- Chicago wheat bounces while corn tests long term trendline at $3.81; China flooding getting talk in export circles; US ethanol use at record level.
- Push until the market pushes back!
- In the world of Algo/AI trading, market momentum is a powerful feature in daily commodity pricing. Trends are important to programmers/traders and these systems will keep pushing until the market pushes back to tell the buyers/sellers that they are wrong. To date, there has been no push back from Chicago grain prices to tell “the machines” that they should stop directionally selling Chicago grains. Corn/soybean futures have pushed to new lows with December corn slipping below $4.00 while November soybeans fell to $10.15. Wheat has been able to hold Monday’s low, but the pressure from the summer row crops has wheat back against longer term support at $5.155 September Chicago futures.
- The bearish push to new lows makes today’s Chicago close important at the end of the month. The market needs to push back to tell the bears that they are wrong and that 4-year low prices offer value. Watch closely as key support for spot corn futures looms at $4.77-4.81 on the weekly corn crop. This price is trendline support and a mean price average of value extends back to 2018-2020, the height of the pandemic and a trade war with China. Maybe there is “cents” of additional downside potential, but by any economic measure, corn prices are at demand building levels. Monitor the market closely for push back as traders prepare for private crop estimates of US corn/soybean yields.
- The USDA announced a daily sale of 104,572 mt of corn to an unknown destination for the 2024/25 crop year.

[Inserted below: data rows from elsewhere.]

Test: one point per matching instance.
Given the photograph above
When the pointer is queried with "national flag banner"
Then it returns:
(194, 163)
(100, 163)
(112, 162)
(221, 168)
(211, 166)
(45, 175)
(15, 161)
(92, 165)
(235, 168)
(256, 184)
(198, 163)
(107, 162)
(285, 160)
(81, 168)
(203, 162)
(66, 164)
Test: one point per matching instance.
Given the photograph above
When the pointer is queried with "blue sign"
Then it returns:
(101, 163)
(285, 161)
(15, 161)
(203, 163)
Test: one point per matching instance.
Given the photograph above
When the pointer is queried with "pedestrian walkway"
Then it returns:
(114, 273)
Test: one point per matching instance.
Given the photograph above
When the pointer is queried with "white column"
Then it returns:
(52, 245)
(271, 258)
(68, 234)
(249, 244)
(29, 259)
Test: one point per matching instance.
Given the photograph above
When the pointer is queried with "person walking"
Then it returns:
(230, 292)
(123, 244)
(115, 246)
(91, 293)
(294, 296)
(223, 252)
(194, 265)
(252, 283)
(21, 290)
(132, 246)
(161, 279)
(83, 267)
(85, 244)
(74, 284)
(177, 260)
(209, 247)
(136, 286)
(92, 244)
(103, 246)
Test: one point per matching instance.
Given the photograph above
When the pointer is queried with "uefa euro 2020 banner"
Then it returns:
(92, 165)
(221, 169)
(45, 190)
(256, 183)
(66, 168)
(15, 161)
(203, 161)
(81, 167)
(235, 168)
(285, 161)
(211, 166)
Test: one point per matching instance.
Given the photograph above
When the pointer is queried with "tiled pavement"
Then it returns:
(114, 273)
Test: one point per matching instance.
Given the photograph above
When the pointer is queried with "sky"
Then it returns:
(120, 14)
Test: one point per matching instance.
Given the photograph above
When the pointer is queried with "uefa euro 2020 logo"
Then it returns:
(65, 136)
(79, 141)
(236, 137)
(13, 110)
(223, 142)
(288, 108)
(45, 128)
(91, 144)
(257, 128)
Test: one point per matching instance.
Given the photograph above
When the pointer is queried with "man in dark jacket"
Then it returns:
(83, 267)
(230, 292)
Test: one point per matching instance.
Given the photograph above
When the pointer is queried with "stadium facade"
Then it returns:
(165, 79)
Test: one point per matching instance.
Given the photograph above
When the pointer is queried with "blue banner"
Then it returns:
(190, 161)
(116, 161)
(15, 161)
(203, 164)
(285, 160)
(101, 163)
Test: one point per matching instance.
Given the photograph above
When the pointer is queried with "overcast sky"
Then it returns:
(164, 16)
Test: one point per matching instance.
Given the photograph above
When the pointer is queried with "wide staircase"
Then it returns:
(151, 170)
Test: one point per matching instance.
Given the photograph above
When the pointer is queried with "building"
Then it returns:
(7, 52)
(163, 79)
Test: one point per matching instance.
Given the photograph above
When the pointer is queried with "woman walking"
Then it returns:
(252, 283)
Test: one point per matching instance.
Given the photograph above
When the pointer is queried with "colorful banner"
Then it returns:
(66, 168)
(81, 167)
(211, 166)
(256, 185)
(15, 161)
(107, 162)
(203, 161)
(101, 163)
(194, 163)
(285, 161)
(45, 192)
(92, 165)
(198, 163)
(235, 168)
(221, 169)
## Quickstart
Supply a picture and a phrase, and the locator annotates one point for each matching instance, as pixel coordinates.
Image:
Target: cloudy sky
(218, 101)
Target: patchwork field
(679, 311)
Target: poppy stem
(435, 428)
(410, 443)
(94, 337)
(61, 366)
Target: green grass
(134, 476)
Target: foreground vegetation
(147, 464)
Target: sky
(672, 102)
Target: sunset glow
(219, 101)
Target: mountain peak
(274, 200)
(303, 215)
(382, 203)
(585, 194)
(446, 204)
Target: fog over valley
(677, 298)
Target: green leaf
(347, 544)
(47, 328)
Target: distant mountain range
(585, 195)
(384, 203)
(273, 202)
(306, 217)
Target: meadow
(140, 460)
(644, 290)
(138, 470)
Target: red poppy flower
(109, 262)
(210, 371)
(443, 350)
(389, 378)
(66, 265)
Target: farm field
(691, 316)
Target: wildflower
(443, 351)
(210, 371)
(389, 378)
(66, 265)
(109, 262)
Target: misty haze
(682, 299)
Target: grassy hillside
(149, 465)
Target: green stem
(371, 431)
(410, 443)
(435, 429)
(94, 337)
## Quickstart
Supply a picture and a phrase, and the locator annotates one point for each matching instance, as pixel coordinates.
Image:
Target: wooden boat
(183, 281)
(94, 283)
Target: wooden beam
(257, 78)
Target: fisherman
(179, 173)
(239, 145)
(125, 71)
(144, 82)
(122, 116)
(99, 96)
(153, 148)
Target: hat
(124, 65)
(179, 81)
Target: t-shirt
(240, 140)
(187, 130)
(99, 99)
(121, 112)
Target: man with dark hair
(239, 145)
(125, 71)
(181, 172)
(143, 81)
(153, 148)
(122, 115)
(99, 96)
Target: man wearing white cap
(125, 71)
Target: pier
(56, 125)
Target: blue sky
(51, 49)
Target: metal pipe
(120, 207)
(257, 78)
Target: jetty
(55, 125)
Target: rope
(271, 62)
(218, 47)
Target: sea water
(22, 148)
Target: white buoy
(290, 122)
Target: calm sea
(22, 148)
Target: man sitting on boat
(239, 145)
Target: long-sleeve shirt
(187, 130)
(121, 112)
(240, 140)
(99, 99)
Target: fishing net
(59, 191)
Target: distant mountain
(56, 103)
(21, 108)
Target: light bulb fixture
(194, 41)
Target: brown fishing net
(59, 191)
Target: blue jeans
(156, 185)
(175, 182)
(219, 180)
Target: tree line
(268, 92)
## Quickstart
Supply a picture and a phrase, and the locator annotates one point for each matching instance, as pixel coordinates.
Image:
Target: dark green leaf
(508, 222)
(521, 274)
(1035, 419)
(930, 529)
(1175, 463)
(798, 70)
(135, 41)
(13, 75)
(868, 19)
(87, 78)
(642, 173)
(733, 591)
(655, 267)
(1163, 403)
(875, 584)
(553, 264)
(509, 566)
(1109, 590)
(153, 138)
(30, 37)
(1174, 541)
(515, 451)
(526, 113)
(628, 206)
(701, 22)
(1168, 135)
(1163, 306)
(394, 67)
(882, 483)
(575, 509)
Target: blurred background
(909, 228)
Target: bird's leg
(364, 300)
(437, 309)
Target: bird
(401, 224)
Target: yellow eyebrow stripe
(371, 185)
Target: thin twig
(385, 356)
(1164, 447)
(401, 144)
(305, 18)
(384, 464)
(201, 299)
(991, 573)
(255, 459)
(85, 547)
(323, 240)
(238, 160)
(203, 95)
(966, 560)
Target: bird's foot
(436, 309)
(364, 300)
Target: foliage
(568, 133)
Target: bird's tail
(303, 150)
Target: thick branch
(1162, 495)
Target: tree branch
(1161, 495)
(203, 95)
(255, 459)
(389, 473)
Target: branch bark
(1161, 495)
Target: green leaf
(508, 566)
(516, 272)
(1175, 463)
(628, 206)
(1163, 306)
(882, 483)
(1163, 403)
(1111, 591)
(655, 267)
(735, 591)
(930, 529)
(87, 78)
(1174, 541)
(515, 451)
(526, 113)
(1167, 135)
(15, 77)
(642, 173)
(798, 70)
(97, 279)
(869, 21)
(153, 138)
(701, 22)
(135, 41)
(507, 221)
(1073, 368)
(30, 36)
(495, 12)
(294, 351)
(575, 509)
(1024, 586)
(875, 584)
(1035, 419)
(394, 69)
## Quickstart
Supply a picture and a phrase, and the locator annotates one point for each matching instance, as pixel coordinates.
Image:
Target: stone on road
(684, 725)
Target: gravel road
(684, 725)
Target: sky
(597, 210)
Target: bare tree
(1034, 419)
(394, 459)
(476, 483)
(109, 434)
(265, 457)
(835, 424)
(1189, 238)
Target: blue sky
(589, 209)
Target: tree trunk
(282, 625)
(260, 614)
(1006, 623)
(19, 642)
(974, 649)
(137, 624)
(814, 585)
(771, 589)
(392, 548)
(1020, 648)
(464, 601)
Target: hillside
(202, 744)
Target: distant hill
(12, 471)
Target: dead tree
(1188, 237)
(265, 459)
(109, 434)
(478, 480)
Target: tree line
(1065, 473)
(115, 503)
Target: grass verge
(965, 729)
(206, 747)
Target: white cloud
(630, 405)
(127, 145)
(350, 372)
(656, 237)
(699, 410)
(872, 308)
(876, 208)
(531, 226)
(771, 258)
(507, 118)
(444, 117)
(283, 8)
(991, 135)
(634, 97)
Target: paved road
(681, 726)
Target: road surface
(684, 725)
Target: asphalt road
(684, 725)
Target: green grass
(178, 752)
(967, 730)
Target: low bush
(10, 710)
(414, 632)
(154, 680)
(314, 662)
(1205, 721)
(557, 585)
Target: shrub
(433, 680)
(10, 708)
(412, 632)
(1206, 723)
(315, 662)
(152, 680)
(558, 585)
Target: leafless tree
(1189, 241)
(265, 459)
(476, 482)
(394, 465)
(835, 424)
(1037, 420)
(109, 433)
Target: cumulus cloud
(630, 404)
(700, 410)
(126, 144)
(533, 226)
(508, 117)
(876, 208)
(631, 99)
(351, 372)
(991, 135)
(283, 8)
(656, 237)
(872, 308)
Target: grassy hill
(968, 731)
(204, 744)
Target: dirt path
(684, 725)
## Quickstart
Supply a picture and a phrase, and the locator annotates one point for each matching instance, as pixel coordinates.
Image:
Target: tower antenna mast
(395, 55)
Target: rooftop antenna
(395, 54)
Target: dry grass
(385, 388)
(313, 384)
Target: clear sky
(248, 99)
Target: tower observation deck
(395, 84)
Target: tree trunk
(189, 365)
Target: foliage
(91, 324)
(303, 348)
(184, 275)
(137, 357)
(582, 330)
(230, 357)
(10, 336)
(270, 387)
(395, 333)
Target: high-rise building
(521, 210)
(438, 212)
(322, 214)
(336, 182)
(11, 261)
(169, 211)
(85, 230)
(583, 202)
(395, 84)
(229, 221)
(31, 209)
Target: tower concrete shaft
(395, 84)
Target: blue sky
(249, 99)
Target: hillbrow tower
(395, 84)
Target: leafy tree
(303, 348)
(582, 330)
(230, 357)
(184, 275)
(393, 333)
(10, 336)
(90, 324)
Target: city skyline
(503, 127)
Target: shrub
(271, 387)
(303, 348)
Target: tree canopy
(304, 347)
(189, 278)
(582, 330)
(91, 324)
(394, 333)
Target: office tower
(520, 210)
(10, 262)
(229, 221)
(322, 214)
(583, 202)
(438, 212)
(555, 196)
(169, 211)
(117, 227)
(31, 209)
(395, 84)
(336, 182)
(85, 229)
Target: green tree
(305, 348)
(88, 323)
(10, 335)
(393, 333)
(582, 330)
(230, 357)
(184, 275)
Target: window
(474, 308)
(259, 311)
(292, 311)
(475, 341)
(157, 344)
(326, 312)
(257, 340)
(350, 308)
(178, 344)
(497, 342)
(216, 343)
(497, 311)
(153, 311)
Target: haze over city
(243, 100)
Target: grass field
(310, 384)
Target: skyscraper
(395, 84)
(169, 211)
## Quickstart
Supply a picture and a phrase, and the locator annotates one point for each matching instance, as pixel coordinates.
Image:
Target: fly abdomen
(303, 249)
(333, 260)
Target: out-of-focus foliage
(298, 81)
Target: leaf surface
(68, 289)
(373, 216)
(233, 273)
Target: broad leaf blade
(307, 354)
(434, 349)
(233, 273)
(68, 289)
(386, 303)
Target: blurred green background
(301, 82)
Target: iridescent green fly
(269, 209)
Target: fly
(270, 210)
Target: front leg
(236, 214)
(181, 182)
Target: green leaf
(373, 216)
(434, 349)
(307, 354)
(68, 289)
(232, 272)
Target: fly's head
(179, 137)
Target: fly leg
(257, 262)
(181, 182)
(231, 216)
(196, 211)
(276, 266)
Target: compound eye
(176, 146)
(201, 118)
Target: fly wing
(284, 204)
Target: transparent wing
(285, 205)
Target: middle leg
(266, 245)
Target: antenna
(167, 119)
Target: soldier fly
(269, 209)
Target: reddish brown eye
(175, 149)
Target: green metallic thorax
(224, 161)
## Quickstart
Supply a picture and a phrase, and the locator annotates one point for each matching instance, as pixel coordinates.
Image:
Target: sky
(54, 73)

- Chinese weather during the 2024 growing season has been anything but kind. Record heat and regional drought delayed summer row crop during May/early June which has been followed by extreme rainfall during July with several tropical storms (Prapiroon/Gaemi) that has produced massive flooding across key Chinese corn/soy crop areas. 43% of China’s primary corn/soybean area has endured July rainfall of 9-24”. Record flooding is underway across Central and Northern China. This morning the Chinese government pledged 2 billion Yuan ($277 million) in disaster assistance to farmers. Although the Chinese government will never admit to anything but a record large harvest, Asian contacts offer that sizeable soy/corn losses are occurring. The flooding and potential grain imports by China is something to closely follow.
- US weekly ethanol production set a record last week at 326 million gallons. This is up 4% from last year with US ethanol stocks rising to 1,006 million gallons. WASDE is 25-40 million bu too low on their 2023/24 US corn ethanol grind of 5,450 million bu. Strong US gasoline consumption and favourable plant economics is expected to maintain strong corn ethanol grinds into September. Corn price is doing its job to stimulate demand.
- The Central US GFS midday weather forecast is drier than the overnight run in regards for rainfall for the Plains, W Midwest, and the Canadian Prairies. Extreme heat develops ahead of a tropical storm that rakes Western Florida (Sarasota) and then heads west/northwest along the Panhandle before pushing inland into Alabama/Mississippi where its forward progress slows. The storm never makes it northward into the Midwest or the Plains. This leaves most of the Plains and SW Midwest in an arid flow with seasonal temperatures returning beyond August 7.
- End users are stepping forward and making purchases with futures reaching 4-year lows and the USDA August crop report due in 7 trading sessions. US ethanol demand is record large and WASDE needs to raise both export and ethanol demand in the old crop year. China’s row crop production has been damaged by drought/ flooding and import demand for US soybeans is expected. And with US corn cheaper than Brazilian offers, could China take US corn with an import margin of over $1.80/bu. Volatile and interesting markets are ahead.